| 09 February, 2017

Supply growth in Dubai hotels pushes profits down 7%

Image used for illustrative purpose. A view of a room in the world's first Armani Hotel in Burj Khalifa in Dubai April 27, 2010.

Image used for illustrative purpose. A view of a room in the world's first Armani Hotel in Burj Khalifa in Dubai April 27, 2010.

REUTERS/Mosab Omar

Thursday, Feb 09, 2017

Dubai: Significant additions to hotel supply in Dubai in 2016 coupled with slower demand pushed hotels’ profits down 6.8 per cent year-on-year, even as hoteliers managed to reduce their costs.

According to the latest report by hotels data provider HotStats, Dubai hoteliers worked hard to claw back profit levels in the second quarter of 2016 by reducing costs, with savings in labour (of 1.7 per cent) and overheads (of 2.8 per cent).

In the first half of the year, hotels in Dubai succumbed to the pressure of additional supply, during which period profit per room fell by 13.2 per cent. This was primarily due to declining levels of revenues per available room — falling 11.3 per cent.

By the fourth quarter of the year, however, hotels in Dubai started to claw back profits through cost reductions.

“Hoteliers in Dubai have faced a number of issues, which have negatively impacted top and bottom line performance in 2016, including significant additions to hotel supply, which included major projects, such as the 1,004-bedroom Westin Al Habtoor City and 828-bedroom Atana Tecom, as well as a migration to three-star hotel products and economic challenges led by the drop in oil prices,” the report stated.

While oil prices have been showing signs of relative recovery in the past few months, analysts expect further challenges for the tourism sector in 2017 on the back of strength in the US dollar (to which the UAE dirham is pegged).

Stable occupancy

Christopher Hewett, associate director at TRI Consulting, said he expected the currency’s strength to have an impact on the spending power of tourists, especially given that a lot of the UAE’s source markets are non-dollar economies.

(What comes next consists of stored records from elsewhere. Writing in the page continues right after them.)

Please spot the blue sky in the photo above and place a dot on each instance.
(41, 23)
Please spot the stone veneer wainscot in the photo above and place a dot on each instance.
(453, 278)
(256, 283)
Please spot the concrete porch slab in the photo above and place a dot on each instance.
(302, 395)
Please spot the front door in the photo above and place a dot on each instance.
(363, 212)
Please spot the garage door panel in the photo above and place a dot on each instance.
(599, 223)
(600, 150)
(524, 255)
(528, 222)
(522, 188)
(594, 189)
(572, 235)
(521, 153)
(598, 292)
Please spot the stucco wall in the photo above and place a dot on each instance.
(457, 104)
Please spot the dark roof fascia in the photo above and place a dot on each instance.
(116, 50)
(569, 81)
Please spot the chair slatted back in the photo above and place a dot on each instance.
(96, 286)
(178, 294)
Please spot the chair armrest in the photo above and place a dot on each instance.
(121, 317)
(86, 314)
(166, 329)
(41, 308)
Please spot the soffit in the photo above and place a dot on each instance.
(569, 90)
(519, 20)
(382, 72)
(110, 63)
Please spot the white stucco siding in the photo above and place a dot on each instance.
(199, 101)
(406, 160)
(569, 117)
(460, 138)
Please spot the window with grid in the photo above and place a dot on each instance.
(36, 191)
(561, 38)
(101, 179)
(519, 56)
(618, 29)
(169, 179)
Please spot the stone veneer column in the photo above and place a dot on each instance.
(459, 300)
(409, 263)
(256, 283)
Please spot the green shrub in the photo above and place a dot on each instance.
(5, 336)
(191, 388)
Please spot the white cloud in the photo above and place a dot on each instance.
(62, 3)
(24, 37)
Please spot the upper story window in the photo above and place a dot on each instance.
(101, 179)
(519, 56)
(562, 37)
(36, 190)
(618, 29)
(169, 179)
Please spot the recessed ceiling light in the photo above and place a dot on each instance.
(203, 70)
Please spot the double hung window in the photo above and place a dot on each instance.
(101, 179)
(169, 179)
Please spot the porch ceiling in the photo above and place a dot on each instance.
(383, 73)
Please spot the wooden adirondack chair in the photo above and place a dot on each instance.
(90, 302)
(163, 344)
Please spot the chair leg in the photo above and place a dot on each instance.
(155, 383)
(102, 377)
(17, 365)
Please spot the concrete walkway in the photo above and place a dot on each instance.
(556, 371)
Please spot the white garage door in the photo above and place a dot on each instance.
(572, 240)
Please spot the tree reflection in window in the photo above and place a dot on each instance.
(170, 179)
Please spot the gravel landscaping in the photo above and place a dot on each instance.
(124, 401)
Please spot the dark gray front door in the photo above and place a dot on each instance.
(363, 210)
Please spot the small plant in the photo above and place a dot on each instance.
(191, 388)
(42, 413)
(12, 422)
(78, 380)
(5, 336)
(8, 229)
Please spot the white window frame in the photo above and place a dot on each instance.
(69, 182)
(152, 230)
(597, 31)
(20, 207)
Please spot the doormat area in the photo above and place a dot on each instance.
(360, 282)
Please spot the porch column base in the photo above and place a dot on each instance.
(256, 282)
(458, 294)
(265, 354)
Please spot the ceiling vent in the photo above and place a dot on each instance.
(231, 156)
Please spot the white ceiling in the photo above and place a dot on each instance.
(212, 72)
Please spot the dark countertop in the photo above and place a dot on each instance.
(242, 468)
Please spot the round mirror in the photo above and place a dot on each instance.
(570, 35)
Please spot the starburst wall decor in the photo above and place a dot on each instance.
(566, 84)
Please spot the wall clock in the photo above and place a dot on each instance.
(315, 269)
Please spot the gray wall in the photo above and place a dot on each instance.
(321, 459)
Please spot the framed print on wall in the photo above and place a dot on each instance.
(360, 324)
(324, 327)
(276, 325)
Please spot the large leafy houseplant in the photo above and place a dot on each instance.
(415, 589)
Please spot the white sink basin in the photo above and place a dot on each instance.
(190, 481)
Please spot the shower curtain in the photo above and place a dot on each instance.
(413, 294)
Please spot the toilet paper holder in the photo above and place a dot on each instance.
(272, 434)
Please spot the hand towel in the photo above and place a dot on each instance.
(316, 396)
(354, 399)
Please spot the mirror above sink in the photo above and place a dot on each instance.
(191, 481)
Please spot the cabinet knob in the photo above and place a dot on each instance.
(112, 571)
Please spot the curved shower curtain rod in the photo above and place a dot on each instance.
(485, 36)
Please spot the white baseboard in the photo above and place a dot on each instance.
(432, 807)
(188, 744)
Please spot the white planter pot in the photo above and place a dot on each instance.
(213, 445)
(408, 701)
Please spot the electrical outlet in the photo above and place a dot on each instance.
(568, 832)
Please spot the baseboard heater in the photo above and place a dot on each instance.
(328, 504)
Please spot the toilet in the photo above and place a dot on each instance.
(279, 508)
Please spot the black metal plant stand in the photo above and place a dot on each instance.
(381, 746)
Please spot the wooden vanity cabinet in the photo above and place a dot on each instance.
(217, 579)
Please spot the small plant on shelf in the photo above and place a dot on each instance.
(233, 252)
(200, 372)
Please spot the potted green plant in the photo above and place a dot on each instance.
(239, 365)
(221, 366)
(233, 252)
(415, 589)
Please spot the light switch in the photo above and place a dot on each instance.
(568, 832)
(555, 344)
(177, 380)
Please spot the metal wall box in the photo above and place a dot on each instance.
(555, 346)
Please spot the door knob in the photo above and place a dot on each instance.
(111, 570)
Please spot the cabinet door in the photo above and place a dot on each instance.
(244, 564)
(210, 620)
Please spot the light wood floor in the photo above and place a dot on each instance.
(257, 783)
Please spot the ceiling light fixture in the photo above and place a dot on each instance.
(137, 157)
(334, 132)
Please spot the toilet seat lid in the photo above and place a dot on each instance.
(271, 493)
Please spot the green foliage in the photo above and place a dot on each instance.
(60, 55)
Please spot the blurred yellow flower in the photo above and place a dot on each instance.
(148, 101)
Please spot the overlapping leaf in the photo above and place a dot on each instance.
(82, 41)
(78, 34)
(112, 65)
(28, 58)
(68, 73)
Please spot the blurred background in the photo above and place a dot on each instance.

“I think what you’ll see in 2017, in Dubai in particular, is occupancy levels will remain somewhat stable. But I think what we’ll likely see is average room rates continue to decline probably by six to seven per cent next year, and a lot of that will be driven by the stronger dollar,” he said.

Other analysts also said that while guest arrivals to the UAE may continue to grow, tourist spending may drop, meaning visitors will eye more affordable accommodation, dining, and retail brands during their visit.

Elsewhere in the GCC (Gulf Cooperation Council), hotels in Doha saw even stronger declines in performance indicators, with profit per room falling 23 per cent in 2016, representing a second consecutive year of significant profit declines for properties in the Qatari capital, according to the HotStats report.

Despite reducing labour and overhead costs on a per available room basis, the drop in revenue “far exceeded any cost savings”, and profit per room plummeted during the year, which was further to the 8.4 per cent decline in profit per room in Doha in 2015.